Related papers: An Exploratory Eye Tracking Study on How Developers Classify and Debug Python Code in Different Paradigms

An Exploratory Eye Tracking Study on How Developers Classify and Debug Python Code in Different Paradigms

URL: http://arxiv.org/abs/2511.07612v1
Date: Wed, 12 Nov 2025 01:07:14 GMT
Title: An Exploratory Eye Tracking Study on How Developers Classify and Debug Python Code in Different Paradigms
Authors: Samuel W. Flint, Jigyasa Chauhan, Niloofar Mansoor, Bonita Sharif, Robert Dyer,
Abstract summary: This study investigates how developers classify the predominant paradigm in Python code.<n>We find confusion in labeling Functional and Procedural paradigms, but not Object-Oriented.<n>Changing the predominant paradigm did not affect the ability to debug the code, though developers did rate themselves with lower confidence for Functional code.
Score: 3.7780249574083804
License: http://creativecommons.org/licenses/by-nc-sa/4.0/
Abstract: Modern programming languages, such as Python, support language features from several paradigms, such as object-oriented, procedural, and functional.
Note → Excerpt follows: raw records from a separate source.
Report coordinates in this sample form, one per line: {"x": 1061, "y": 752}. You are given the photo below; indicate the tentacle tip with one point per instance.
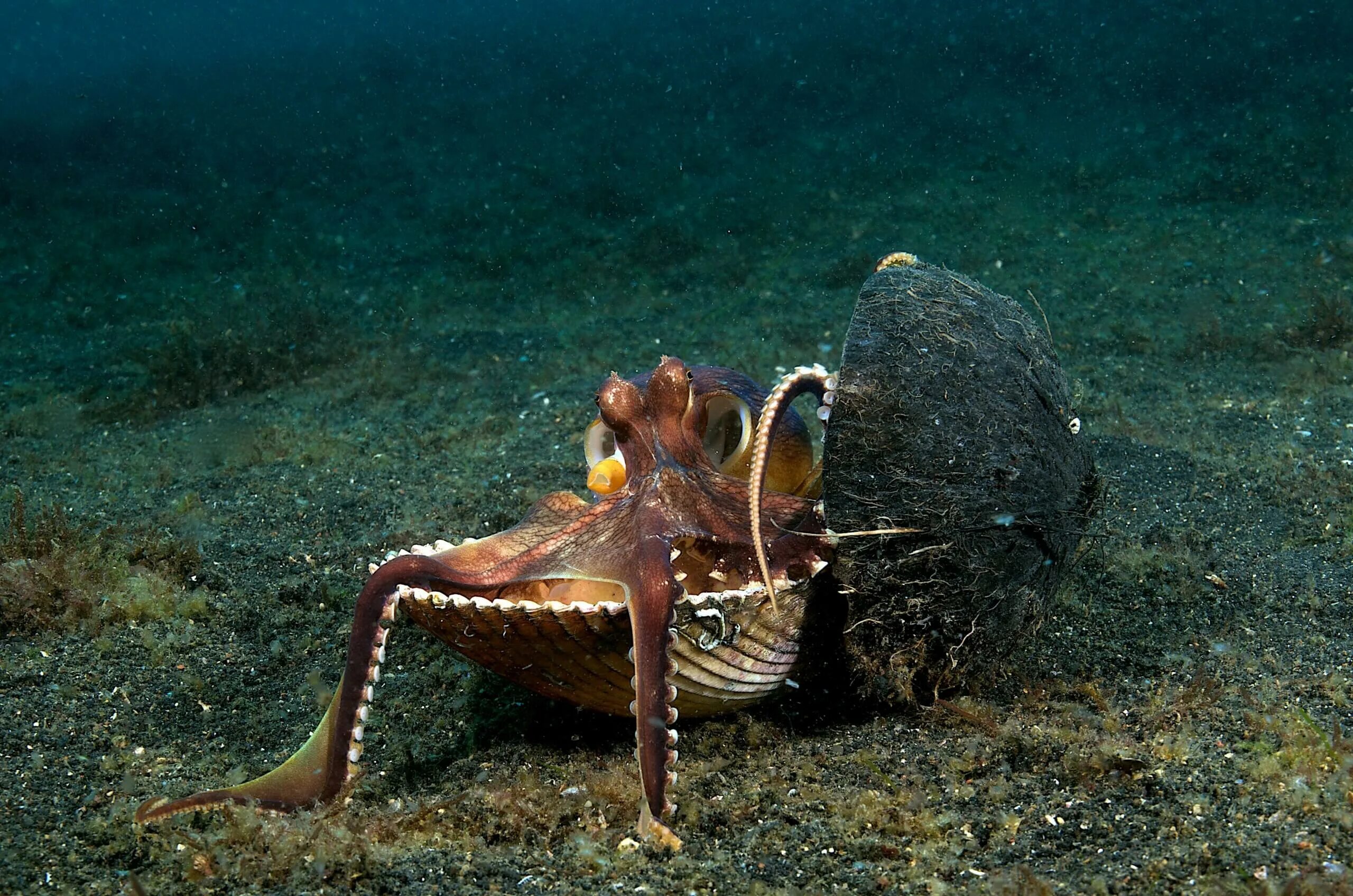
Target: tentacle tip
{"x": 661, "y": 835}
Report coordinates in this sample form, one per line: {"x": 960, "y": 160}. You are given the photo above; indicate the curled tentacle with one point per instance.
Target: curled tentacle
{"x": 325, "y": 765}
{"x": 804, "y": 379}
{"x": 653, "y": 618}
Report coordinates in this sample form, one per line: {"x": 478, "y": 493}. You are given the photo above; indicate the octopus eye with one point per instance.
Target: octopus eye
{"x": 605, "y": 463}
{"x": 728, "y": 432}
{"x": 598, "y": 443}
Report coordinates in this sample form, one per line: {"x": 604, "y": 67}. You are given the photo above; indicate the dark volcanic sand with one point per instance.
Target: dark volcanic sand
{"x": 259, "y": 338}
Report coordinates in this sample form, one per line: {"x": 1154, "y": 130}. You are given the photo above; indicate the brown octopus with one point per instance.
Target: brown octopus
{"x": 653, "y": 600}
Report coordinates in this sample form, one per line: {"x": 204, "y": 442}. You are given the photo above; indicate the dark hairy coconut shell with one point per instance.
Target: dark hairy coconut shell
{"x": 951, "y": 417}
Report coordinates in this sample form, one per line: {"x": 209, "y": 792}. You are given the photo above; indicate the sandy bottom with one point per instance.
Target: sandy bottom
{"x": 228, "y": 389}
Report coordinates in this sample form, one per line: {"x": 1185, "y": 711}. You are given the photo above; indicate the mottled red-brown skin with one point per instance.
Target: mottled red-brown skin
{"x": 672, "y": 490}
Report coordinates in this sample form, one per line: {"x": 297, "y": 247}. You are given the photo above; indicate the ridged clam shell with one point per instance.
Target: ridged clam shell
{"x": 731, "y": 649}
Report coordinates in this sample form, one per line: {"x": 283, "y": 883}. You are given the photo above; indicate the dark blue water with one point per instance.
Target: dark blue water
{"x": 288, "y": 286}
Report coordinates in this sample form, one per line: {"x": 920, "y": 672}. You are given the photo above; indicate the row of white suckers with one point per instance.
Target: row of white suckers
{"x": 441, "y": 601}
{"x": 610, "y": 608}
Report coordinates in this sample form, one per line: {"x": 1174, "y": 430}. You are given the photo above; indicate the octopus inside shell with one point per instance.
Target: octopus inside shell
{"x": 948, "y": 500}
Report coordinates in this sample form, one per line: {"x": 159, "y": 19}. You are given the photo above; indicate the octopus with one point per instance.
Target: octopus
{"x": 680, "y": 589}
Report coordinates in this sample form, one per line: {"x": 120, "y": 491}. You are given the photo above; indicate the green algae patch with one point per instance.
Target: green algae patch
{"x": 64, "y": 576}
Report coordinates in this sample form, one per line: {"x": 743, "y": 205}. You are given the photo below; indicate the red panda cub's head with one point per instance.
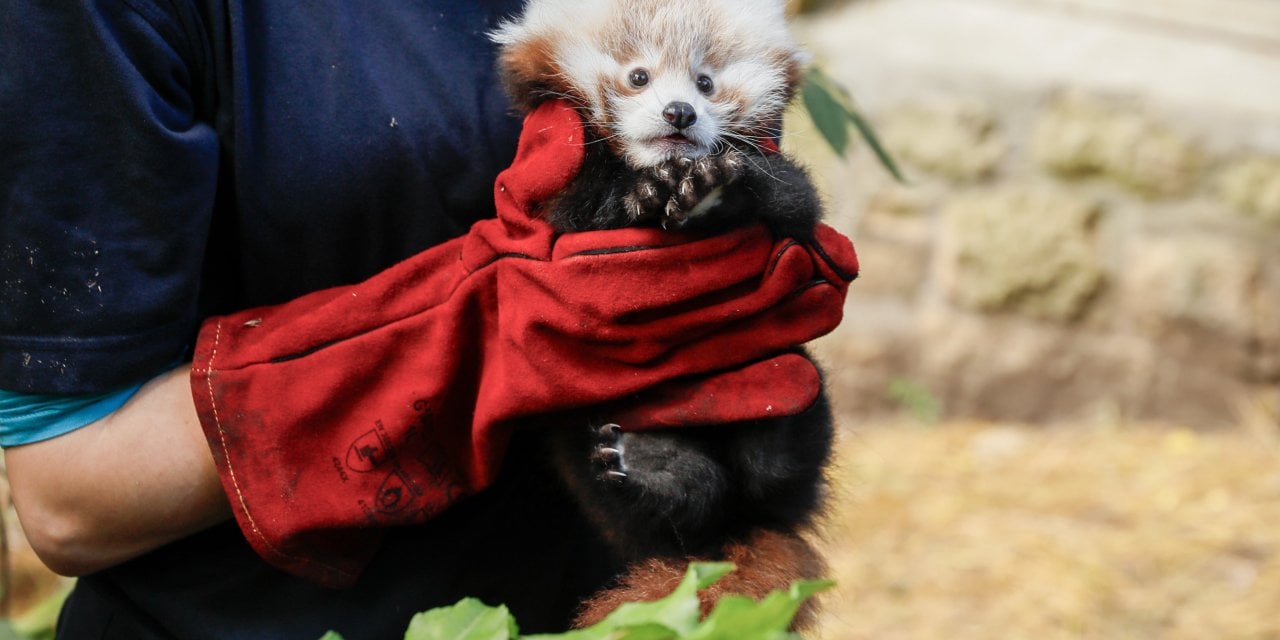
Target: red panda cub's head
{"x": 656, "y": 80}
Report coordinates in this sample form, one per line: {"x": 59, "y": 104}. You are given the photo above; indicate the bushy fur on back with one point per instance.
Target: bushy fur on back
{"x": 588, "y": 50}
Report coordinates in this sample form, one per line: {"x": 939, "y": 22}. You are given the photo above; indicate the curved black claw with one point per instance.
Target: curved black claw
{"x": 607, "y": 453}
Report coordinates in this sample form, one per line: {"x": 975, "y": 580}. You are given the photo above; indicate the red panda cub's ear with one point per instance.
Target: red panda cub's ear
{"x": 529, "y": 72}
{"x": 794, "y": 62}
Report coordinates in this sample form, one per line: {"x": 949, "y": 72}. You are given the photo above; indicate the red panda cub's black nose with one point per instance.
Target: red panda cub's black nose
{"x": 681, "y": 115}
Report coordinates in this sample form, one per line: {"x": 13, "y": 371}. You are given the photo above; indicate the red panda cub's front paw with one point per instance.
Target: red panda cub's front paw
{"x": 696, "y": 186}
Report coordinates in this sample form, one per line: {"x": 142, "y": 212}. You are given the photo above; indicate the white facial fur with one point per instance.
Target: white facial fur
{"x": 593, "y": 46}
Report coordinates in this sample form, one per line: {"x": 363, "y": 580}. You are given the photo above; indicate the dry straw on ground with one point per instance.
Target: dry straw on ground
{"x": 987, "y": 531}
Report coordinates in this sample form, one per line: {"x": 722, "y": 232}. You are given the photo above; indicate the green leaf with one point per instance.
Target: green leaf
{"x": 467, "y": 620}
{"x": 679, "y": 612}
{"x": 37, "y": 622}
{"x": 868, "y": 133}
{"x": 827, "y": 114}
{"x": 737, "y": 617}
{"x": 819, "y": 90}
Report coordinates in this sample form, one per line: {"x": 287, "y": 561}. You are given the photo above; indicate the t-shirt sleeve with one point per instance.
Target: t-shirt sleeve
{"x": 108, "y": 178}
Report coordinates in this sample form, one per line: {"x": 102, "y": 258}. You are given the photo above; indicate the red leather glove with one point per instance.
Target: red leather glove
{"x": 380, "y": 403}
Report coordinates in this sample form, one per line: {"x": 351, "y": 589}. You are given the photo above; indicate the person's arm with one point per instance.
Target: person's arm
{"x": 108, "y": 183}
{"x": 117, "y": 488}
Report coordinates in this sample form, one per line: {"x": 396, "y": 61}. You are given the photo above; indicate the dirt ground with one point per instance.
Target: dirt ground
{"x": 1001, "y": 531}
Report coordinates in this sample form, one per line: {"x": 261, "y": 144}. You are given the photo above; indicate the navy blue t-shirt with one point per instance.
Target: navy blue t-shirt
{"x": 164, "y": 160}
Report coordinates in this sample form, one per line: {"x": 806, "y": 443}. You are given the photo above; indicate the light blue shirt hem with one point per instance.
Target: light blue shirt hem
{"x": 27, "y": 417}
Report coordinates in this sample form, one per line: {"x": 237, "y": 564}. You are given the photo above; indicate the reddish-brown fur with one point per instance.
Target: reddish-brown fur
{"x": 767, "y": 561}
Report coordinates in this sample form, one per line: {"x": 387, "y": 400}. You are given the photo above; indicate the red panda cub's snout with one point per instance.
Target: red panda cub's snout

Research has shown that code written in some paradigms can be harder to comprehend, but to date, no research has looked at which paradigm-specific language features impact comprehension. To this end, this study seeks to uncover which paradigm-specific features impactcomprehension and debugging of code or how multi-paradigm code might affect a developer's ability to do so. We present an exploratory empirical eye-tracking study to investigate 1) how developers classify the predominant paradigm in Python code and 2) how the paradigm affects their ability to debug Python code. The goal is to uncover if specific language features are looked at more often while classifying and debugging code with a predominant paradigm. Twenty-nine developers (primarily students) were recruited for the study and were each given four classification and four debugging tasks in Python. Eye movements were recorded during all the tasks. The results indicate confusion in labeling Functional and Procedural paradigms, but not Object-Oriented. The code with predominantly functional paradigms also took the longest to complete. Changing the predominant paradigm did not affect the ability to debug the code, though developers did rate themselves with lower confidence for Functional code. We report significant differences in reading patterns during debugging, especially in the Functional code. During classification, results show that developers do not necessarily read paradigm-relevant token types.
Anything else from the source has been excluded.